Sınava götürülmesi gereken kimlik, dezenfektan, kalem, silgi, su gibi materyalleri akşamdan hazırlayarak görünür bir yere koymak sınav günü gereksiz ve olumsuz deneyimler yaşanma olasılığını minimuma indirgeyecektir. Benzer şekilde sınavda giyilecek kıyafetlerin akşamdan hazırlanmalıdır. Kıyafeti seçerken kıyafetin rahat olması ve havanın durumuna göre terlemeye ya da üşümeye sebep olmayacak kıyafetler olmasına dikkat edilmesi gerekir.
Sınav sabahı sağlıklı bir kahvaltı yapılması tavsiye edilmektedir. Ancak vücudun alışık olmadığı ya da alerji olasılığı olan yiyeceklerden kaçınmak ve vücudu rahatsız edecek şekilde fazla yemekten kaçınmak gerekir. Sınav yerine geç gitmek kaygı düzeyini artıracak olumsuz bir deneyimdir. Sınav başarısında kaygı düzeyi etkili olabilir. Bu yüzden sınav sabahı sınav merkezinde yaklaşık olarak en az yarım saat öncesi olacak şekilde evden çıkılmalıdır. Sınav sonrası için eğlenceli bir etkinlik planlamak sınav sonrası iple çekilecek bir etkinliğin verdiği heyecan aracılığıyla sınav kaygısını yatıştırıcı tezat bir etki yaratacaktır. Eğer sınav sırasında kaygı düzeyinizin yüksek olduğunu hissediyorsanız nefes egzersizi yapabilirsiniz.

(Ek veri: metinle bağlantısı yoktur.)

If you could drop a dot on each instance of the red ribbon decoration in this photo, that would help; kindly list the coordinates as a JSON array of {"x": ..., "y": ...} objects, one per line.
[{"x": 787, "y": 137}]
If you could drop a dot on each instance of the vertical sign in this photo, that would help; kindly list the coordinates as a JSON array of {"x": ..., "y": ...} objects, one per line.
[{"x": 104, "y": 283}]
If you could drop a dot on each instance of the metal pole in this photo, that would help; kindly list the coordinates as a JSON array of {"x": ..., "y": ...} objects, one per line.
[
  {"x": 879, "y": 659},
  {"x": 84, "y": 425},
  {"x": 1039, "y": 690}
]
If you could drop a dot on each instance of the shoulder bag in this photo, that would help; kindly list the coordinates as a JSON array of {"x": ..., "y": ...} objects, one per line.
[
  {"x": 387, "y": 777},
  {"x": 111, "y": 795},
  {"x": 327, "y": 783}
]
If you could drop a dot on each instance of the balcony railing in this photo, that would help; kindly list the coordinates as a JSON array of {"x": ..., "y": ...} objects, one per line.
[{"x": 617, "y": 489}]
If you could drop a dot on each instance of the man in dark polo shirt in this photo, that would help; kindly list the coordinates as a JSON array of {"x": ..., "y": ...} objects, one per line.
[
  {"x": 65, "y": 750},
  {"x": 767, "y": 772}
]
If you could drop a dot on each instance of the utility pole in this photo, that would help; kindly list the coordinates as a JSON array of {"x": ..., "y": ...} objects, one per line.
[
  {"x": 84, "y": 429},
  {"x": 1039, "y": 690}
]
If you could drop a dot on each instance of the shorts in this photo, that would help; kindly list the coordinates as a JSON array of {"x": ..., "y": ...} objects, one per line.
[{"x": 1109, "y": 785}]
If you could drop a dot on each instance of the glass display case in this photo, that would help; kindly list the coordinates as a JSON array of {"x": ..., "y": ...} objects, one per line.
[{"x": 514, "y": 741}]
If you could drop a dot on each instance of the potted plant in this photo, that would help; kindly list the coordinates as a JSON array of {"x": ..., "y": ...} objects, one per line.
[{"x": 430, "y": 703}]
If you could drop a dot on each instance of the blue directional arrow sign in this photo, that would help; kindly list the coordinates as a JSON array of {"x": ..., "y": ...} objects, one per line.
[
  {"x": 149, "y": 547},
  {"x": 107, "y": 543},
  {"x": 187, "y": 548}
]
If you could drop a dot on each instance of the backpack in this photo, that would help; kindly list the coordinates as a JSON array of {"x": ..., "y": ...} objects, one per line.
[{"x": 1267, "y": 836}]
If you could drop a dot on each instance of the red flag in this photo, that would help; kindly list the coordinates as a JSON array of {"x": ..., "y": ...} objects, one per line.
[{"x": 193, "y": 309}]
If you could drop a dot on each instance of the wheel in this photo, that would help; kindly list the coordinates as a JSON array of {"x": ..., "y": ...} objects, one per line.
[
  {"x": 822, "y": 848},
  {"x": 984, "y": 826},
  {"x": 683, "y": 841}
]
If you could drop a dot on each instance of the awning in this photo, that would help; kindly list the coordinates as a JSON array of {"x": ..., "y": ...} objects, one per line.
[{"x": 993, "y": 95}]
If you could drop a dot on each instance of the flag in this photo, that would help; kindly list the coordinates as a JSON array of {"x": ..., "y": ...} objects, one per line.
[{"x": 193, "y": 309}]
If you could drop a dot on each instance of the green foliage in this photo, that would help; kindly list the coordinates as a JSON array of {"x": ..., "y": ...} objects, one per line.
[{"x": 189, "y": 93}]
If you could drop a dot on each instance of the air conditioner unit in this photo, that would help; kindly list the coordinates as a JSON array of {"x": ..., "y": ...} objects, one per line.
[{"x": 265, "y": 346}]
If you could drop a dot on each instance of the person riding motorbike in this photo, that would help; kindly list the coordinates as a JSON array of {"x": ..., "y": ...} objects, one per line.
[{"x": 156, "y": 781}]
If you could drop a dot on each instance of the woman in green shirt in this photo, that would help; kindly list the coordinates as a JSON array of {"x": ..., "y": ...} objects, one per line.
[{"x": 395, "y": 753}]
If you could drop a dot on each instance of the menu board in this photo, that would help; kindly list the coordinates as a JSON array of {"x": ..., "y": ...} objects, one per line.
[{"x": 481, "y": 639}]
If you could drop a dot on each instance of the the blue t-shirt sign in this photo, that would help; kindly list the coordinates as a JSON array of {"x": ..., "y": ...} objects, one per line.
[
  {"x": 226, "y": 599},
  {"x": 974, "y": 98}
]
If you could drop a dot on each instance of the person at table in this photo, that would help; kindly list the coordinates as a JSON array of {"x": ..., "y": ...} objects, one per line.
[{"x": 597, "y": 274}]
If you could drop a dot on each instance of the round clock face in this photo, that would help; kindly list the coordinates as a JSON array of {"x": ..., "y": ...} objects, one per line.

Sınav iki bölümden oluşacak ve 2 oturum arasında 45 dakikalık bir ara verilecektir. Bu ara sırasında bir önceki sınavın cevapları hakkında konuşmayınız. O sırada hangi cevabın doğru olduğunu bilmek mümkün olmadığı gibi tek bir yanlışınızı bile fark etmeniz doğrular yerine yanlışlara odaklanarak kaygılanmanıza neden olabilir.”
Prof. Dr. Sevgi Özgüngör, koronavirüs tedbirlerini de hatırlatarak sözlerini şöyle tamamladı: “Sınav boyunca koronavirüs salgınına karşı alınan önlemlere sıkı sıkıya uyunuz. Özlediğiniz arkadaşlarınızla kucaklaşma gibi davranışlar sağlığınızı tehdit edebilir. Tüm ebeveynleri ve öğrencileri emekleri için takdir ederek LGS sınavının başarılı geçmesini dilerim.”